1-800-273-8255
Call this number and talk it out, get some help, friend.
Lately, I have thoughts of dying (not necessarily committing suicide) but I just feel tired and feel at battle with myself, I worry and stress about everything. But, at the same time, I do things, buy things trying to fix myself. Shopping and trying to make things nice at home, maybe subconsciously to "fix" myself. Not sure, but maybe its that I am torn from wanting to feel peace and wanting to find happiness in things. I gravitate to my grand kids who are still so little that they provide me with some joy and unconditional love that I crave.. I'm so torn about my feelings right now. I know I need help and am currently taking anti-depressants, but think I need more help..

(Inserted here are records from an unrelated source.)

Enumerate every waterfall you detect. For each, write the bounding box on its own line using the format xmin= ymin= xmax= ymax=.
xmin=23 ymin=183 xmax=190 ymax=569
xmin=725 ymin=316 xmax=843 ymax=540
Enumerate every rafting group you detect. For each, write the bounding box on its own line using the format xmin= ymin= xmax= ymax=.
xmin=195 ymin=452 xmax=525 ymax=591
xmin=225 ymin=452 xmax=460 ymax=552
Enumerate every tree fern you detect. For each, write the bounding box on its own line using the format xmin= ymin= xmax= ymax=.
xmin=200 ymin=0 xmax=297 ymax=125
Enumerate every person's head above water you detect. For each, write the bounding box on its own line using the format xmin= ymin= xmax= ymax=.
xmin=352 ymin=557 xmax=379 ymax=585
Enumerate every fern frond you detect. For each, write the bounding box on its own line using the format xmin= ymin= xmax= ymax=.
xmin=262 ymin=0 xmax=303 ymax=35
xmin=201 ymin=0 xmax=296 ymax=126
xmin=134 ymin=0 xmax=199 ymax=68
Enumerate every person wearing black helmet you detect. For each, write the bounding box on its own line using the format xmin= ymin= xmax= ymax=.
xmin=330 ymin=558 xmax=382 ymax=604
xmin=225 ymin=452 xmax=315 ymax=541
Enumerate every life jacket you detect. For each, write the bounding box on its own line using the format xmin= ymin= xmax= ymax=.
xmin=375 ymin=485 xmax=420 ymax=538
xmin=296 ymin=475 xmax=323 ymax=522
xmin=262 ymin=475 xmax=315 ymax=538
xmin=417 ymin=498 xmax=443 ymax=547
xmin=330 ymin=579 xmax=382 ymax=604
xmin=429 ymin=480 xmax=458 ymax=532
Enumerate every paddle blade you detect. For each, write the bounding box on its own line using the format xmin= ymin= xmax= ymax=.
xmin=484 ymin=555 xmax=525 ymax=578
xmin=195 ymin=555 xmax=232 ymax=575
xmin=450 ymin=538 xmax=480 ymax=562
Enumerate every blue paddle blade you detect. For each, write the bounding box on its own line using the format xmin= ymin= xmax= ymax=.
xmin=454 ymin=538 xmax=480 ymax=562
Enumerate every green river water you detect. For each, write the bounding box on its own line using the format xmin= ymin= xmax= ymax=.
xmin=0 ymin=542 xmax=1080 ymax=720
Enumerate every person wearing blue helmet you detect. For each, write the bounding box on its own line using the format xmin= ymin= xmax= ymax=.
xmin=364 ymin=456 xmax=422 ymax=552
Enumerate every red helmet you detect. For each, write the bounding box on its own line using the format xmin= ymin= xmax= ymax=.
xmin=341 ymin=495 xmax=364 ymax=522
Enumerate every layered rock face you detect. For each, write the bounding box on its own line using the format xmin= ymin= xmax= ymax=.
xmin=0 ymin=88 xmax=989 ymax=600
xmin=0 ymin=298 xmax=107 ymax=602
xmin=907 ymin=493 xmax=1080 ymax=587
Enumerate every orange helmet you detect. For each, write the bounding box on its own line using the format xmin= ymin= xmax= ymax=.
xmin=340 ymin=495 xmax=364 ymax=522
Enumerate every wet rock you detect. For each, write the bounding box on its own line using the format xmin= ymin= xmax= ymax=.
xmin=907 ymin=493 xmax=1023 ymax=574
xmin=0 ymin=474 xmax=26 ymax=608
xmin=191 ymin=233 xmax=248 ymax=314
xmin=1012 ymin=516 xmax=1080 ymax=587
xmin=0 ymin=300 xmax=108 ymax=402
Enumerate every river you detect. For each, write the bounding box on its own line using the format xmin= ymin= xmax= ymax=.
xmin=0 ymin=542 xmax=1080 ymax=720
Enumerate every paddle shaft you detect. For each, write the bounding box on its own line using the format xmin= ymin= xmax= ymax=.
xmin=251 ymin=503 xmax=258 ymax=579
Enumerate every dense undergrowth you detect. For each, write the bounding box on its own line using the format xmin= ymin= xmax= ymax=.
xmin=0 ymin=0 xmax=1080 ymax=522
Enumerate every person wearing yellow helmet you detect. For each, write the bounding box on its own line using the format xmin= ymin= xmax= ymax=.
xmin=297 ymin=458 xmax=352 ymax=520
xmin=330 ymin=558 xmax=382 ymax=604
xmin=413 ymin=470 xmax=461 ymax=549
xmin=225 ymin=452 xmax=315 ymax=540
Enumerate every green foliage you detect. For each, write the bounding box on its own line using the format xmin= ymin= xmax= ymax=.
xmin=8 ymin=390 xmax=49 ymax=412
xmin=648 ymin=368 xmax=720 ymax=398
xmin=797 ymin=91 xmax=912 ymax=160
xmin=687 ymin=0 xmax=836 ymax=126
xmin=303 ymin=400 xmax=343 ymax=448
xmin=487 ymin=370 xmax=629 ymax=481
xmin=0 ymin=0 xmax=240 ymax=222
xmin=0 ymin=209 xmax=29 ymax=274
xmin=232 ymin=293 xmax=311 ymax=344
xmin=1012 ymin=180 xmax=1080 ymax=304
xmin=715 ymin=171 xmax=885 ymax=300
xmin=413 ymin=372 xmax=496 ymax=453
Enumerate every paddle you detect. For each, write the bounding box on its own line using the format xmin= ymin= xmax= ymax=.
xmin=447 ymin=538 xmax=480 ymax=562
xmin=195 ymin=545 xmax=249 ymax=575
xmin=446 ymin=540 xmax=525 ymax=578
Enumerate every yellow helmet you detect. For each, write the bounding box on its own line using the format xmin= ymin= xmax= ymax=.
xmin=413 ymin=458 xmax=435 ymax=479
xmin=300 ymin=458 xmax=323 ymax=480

I can understand where you are coming from , I myself am a loser ...I hope you will find new friends ,I know I won't
I feel the same, it's taxing on me really. Every single day I drive to drop the kids off, and on my way to work I wonder if I truck's going to take me out, or if I'm just going to have a heart attack and die in traffic. Six months ago, I had a Breast Cancer scare, I went for all the tests, and in the week I waited for the results I prepared myself for the worst. When the Pathologist called to tell me that its A-Typical and not cancer - believe it or not, I was disappointed. I know why I feel this way.... I feel used. At home I'm the only one runnign around to make things work. I rush to help kids with homework, when hubby needs tea, I make him tea, when its dinenr time I cook, I clean, I do everythign. I even book my own car in for a service, or tyres. That week when I was waiting for my results, everyone around me was so helpful. Hubby cooked, he helped the boys, the boys sorted their rooms out... it was heaven... and then WHAM! All back to square one. Unless I'm dying or really ill, I'm on my own ... and I know it's my own fault, but how do I change things that had been going on forever! I'm at my whits end. If I raise the topic at home, I'm told "But why don't you ask for help?" "It's your own fault if you insist on doing everyting." And then when i do ask for help I get this "I'll do it just now" or "Lets get a domestic worker to help." and I'm like... And pay a fortune for a hand when we can hardly afford it??? Why is my life so pathetic.... why do I have to litterally turn at deaths door before anyone gives a flying .... you know? The point is... I want to die, but I won't commit suicide. I'm diabetic and I have high blood pressure, if I fail to take my meds, my health will deteriorate and sooner or later I'll just keel over - that's what I currently feel like.